The DA’s office released a statement detailing the events leading up to the chase and shooting. The following is that account.

About 10:30 p.m., an officer spotted Reza and one of the other two suspects, Frank V., between Neighbors Avenue and Glen Street.

Authorities had launched an extensive search effort, armed with undercover vehicles and officers working to track down the two men and a third female suspect, Julie B.

Just over four hours earlier, police had got the call reporting an assault by the three alleged gang members —Reza, Frank V. and Julie B., who was accused of holding a spiked bat.

The trio had asked the victims where they were from and then threatened the couple after finding out they weren’t in a gang, with Reza allegedly pointing a gun at them.

The alleged gang members followed the victims to their apartment when they tried escaping. The suspects removed the male victim from the residence although it’s unclear how they managed to get him out of the home. They then allegedly assaulted him.

The suspects fled before police arrived, and the man who was assaulted later told officers that one of the suspects showed two guns placed in his waistband, according to prosecutors.

Later in the evening, about 10:30 p.m., an officer spotted Reza and Frank V. as they entered a silver Honda driven by Humberto M. Reza.
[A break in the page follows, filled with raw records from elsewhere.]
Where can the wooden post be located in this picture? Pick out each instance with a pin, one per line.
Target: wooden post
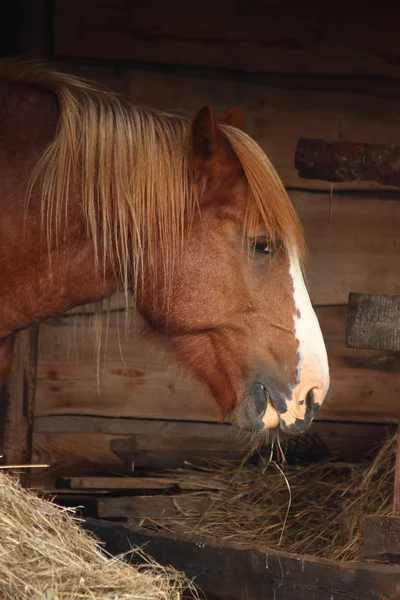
(17, 403)
(396, 492)
(373, 322)
(348, 161)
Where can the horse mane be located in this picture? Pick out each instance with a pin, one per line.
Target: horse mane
(133, 172)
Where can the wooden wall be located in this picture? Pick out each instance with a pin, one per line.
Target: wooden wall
(306, 70)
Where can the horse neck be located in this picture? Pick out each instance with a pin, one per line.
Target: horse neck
(37, 281)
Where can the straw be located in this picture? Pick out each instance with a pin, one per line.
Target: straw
(319, 515)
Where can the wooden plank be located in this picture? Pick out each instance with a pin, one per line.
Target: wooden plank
(373, 322)
(18, 398)
(309, 38)
(245, 573)
(381, 538)
(347, 161)
(278, 112)
(139, 509)
(77, 446)
(150, 383)
(85, 447)
(189, 482)
(354, 240)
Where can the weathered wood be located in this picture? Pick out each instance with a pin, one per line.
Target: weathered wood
(139, 509)
(373, 322)
(150, 383)
(84, 448)
(309, 38)
(348, 161)
(278, 112)
(381, 538)
(187, 482)
(236, 572)
(18, 397)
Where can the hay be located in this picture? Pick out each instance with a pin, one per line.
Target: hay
(45, 555)
(319, 515)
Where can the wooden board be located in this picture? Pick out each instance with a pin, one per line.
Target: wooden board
(309, 37)
(354, 245)
(278, 113)
(373, 322)
(18, 403)
(381, 538)
(232, 572)
(190, 483)
(150, 385)
(82, 446)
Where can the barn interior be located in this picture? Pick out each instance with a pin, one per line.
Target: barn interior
(115, 442)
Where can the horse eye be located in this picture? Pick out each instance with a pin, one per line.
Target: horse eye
(263, 246)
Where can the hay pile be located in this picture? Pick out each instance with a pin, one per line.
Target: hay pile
(313, 509)
(44, 555)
Humberto later told officers that Reza pointed a gun at him as he started to fear the police and ordered him to “Go, go.” Fearing Reza would shoot him, Humberto said he deliberately drove slowly so police could stop the chase.

When interviewed by police, Frank V. said he told Reza to stop pointing the gun at Humberto.
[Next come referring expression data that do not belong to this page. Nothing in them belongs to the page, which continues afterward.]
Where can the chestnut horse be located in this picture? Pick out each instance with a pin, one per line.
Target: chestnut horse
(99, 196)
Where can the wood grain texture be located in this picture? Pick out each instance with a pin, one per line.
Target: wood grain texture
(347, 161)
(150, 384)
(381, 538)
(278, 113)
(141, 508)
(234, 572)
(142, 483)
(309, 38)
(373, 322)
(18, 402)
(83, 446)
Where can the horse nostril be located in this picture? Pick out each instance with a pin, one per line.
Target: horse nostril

Driving a marked patrol vehicle, Officer Smith tried pulling the men over but the vehicle wouldn’t stop. Five other patrol vehicles followed along with Smith at low speeds until eventually, Smith did a PIT maneuver.

At that point, another patrol vehicle blocked the front of the Honda and Reza jumped out of the passenger side. He started running from the officers.

Smith got out of his patrol vehicle and chased Reza, who fled into a strip mall parking lot. With his weapon drawn, Smith followed Reza along with three other officers.

The officers continued running after Reza until he reached a corridor in the strip mall, where he appeared to be turning around to face Smith, who then fired at him.

Prosecutors said the time span between Smith jumping out of his patrol car and the shooting was just 15 seconds long.

After investigating the incident, the DA’s office determined the officer was not guilty of any criminal act in the shooting.

“It is our legal opinion that there is no evidence of criminal culpability on the part of Officer Jason Smith and there is substantial evidence that his actions were reasonable and justified under the circumstances when he shot Alan Osvaldo Reza on Aug. 23, 2016,” the DA statement reads.

On Nov. 6, Reza was convicted of battery, assault with a deadly weapon, assault with force likely to produce great bodily injury, kidnapping during the commission of carjacking and assault with a semiautomatic firearm.